Of course what's nice about representing things in two-dimensions (or in small models) is that it not only gives you a way to record what you see, to re-present it as best you can, but also to manipulate and re-imagine those things in a way that's not so easy to do with the things themselves. The distance between the system of representation and the thing itself represented is not, in other words, only an indication of some loss or absence but of possibility: it is the space of conceptualization, of thought, of imagination, and, potentially, of creation and change.

In Sandro's case it marks a third stage in his relationship with the city of Venice. His initial emphatic rejection of its alien otherness was followed by an even stronger and more complete immersion in it. For Venice, with its absence of cars, is a uniquely hospitable urban space for children, offering even the youngest of them the chance to run free as kings and queens of its calli and campi (see, for example, http://veneziablog.blogspot.it/2012/03/wild-in-streets-or-calli.html).

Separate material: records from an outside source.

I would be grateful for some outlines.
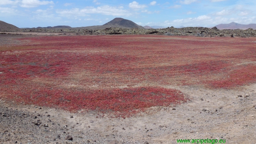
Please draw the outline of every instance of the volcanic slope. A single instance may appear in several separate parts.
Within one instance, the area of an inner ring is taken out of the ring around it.
[[[12,24],[0,20],[0,31],[13,31],[19,28]]]
[[[120,28],[130,29],[137,28],[141,29],[145,29],[142,26],[136,24],[131,20],[126,20],[121,18],[116,18],[113,20],[103,24],[102,26],[95,26],[82,27],[81,28],[89,29],[104,29],[108,28]]]

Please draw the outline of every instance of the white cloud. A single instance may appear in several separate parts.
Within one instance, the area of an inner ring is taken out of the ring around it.
[[[7,4],[15,4],[19,2],[18,0],[0,0],[0,5],[5,5]]]
[[[190,15],[190,14],[193,14],[193,13],[197,13],[195,12],[193,12],[193,11],[189,11],[187,12],[187,15]]]
[[[182,4],[189,4],[193,2],[196,2],[197,1],[197,0],[184,0],[183,1],[180,1],[180,2]]]
[[[187,25],[190,26],[199,26],[199,25],[202,24],[208,24],[211,22],[212,19],[210,17],[203,15],[196,18],[182,18],[176,19],[172,21],[166,20],[164,23],[165,26],[173,26]]]
[[[247,15],[248,15],[250,13],[249,11],[241,11],[240,13],[238,13],[238,15],[240,16],[245,16]]]
[[[224,1],[226,0],[211,0],[211,2],[218,2],[221,1]]]
[[[100,4],[100,3],[99,2],[97,2],[97,0],[94,0],[93,1],[93,2],[96,3],[95,4],[97,5],[98,5],[99,4]]]
[[[174,6],[171,6],[169,8],[170,9],[178,9],[180,7],[181,7],[181,5],[175,5]]]
[[[18,11],[14,9],[9,7],[0,7],[0,13],[2,13],[4,14],[3,16],[6,14],[7,14],[8,15],[16,15]]]
[[[228,15],[232,13],[231,11],[229,11],[228,10],[223,10],[221,11],[217,12],[214,14],[216,15]]]
[[[21,3],[22,4],[20,5],[21,7],[26,8],[37,7],[40,5],[54,4],[52,1],[43,0],[41,1],[39,0],[22,0]]]
[[[67,6],[72,5],[72,4],[73,4],[72,3],[65,3],[65,4],[64,4],[64,6]]]
[[[151,6],[154,6],[156,4],[156,1],[152,1],[150,3],[150,5]]]
[[[129,4],[129,7],[134,9],[141,9],[147,7],[147,6],[144,4],[139,4],[138,2],[133,1]]]
[[[126,10],[119,9],[116,7],[108,5],[101,6],[97,7],[87,7],[84,9],[78,8],[70,10],[59,10],[56,13],[64,17],[85,16],[88,14],[101,14],[104,15],[114,16],[128,16],[131,14]]]

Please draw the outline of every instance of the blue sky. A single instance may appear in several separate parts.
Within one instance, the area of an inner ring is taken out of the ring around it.
[[[0,20],[19,28],[101,25],[116,17],[144,26],[256,23],[255,0],[0,0]]]

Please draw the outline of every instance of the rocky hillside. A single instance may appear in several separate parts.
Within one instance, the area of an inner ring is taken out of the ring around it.
[[[13,31],[19,29],[15,26],[0,20],[0,31]]]
[[[143,26],[143,27],[144,27],[144,28],[147,28],[147,29],[151,29],[151,28],[153,28],[151,27],[151,26]]]
[[[173,27],[161,29],[126,29],[120,28],[108,28],[104,29],[22,29],[15,32],[34,32],[59,33],[62,34],[76,33],[82,35],[140,34],[167,35],[194,35],[198,37],[255,37],[256,30],[249,28],[243,30],[218,29],[202,27],[186,27],[176,28]]]

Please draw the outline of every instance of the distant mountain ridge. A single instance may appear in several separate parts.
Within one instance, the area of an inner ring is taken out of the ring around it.
[[[11,24],[0,20],[0,31],[13,31],[20,28]]]
[[[72,28],[71,26],[47,26],[47,27],[38,27],[36,28]]]
[[[157,29],[157,28],[166,28],[165,27],[164,27],[163,26],[150,26],[152,28],[155,28],[155,29]]]
[[[219,30],[235,30],[237,29],[247,30],[249,28],[251,28],[254,30],[256,29],[256,24],[238,24],[235,22],[232,22],[229,24],[221,24],[215,26]]]

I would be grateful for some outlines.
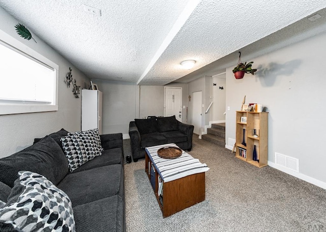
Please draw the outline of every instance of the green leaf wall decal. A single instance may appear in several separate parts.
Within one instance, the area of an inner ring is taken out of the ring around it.
[[[34,41],[35,41],[34,38],[32,37],[32,34],[30,31],[23,24],[18,23],[15,26],[15,27],[16,28],[17,33],[21,37],[27,40],[30,40],[31,39],[33,39]],[[36,41],[35,41],[35,43],[37,43]]]

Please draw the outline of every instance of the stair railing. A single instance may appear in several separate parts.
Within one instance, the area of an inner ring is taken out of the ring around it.
[[[213,104],[213,102],[211,102],[210,103],[210,104],[209,104],[209,106],[208,106],[208,108],[207,108],[207,109],[206,110],[206,111],[205,111],[205,113],[207,114],[207,112],[208,112],[208,111],[209,110],[209,108],[210,108],[210,107],[212,106],[212,105]]]

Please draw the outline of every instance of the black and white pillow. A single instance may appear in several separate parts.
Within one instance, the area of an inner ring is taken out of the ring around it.
[[[61,142],[70,172],[101,155],[103,150],[97,129],[69,133]]]
[[[75,231],[71,202],[44,176],[28,171],[18,179],[0,208],[0,231]]]
[[[0,209],[1,209],[2,208],[4,208],[4,207],[5,206],[5,205],[6,205],[5,203],[0,201]]]

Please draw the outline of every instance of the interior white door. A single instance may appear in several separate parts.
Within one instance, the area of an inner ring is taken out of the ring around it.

Now, with his class, through writing and drawing, he's begun the process of learning of the city as not just given and lived in and immediate, but as something that can be regarded from a certain distance, as an object of thought. Learning about the city and its past becomes for them a model for learning about the broader world and a past beyond one's own personal past.  

It's an amazing process to watch and participate in, this one of education, and immensely under-appreciated it seems to me in the two countries of which I'm a citizen, America and Italy, except as a means to a career, to money-making. It can, of course, be that--though not always, as more and more college graduates in both countries are discovering. But more essentially it is a process of awakening that's perhaps even more striking when it takes place in a city often said to be "dead," like Venice.
Moreover, there are people here who argue that this process of taking Venice as a model from which to start thinking about the larger world (and, specifically, many of its most serious challenges, such as climate change) could prove beneficial to more than just local students. But that, too, is a topic for another post. 


  1. Being an artist, you KNOW I'm going to clap for Sandro's teachers who know that a child needs to truly SEE his world...not just walk through it. Bravo! Once touched in such a way, I know Sandro will keep that in his heart and it will become a natural part of who he is. It's a good thing!

    1. I think it's a great idea, too, Helen, and a wonderful way to get them to look as best they can at what they usually take as given. They'll have plenty of time to pay little heed to what they actually see when they become adults! But, seriously, everyone, of whatever age, benefits from anything that helps us to really look and see.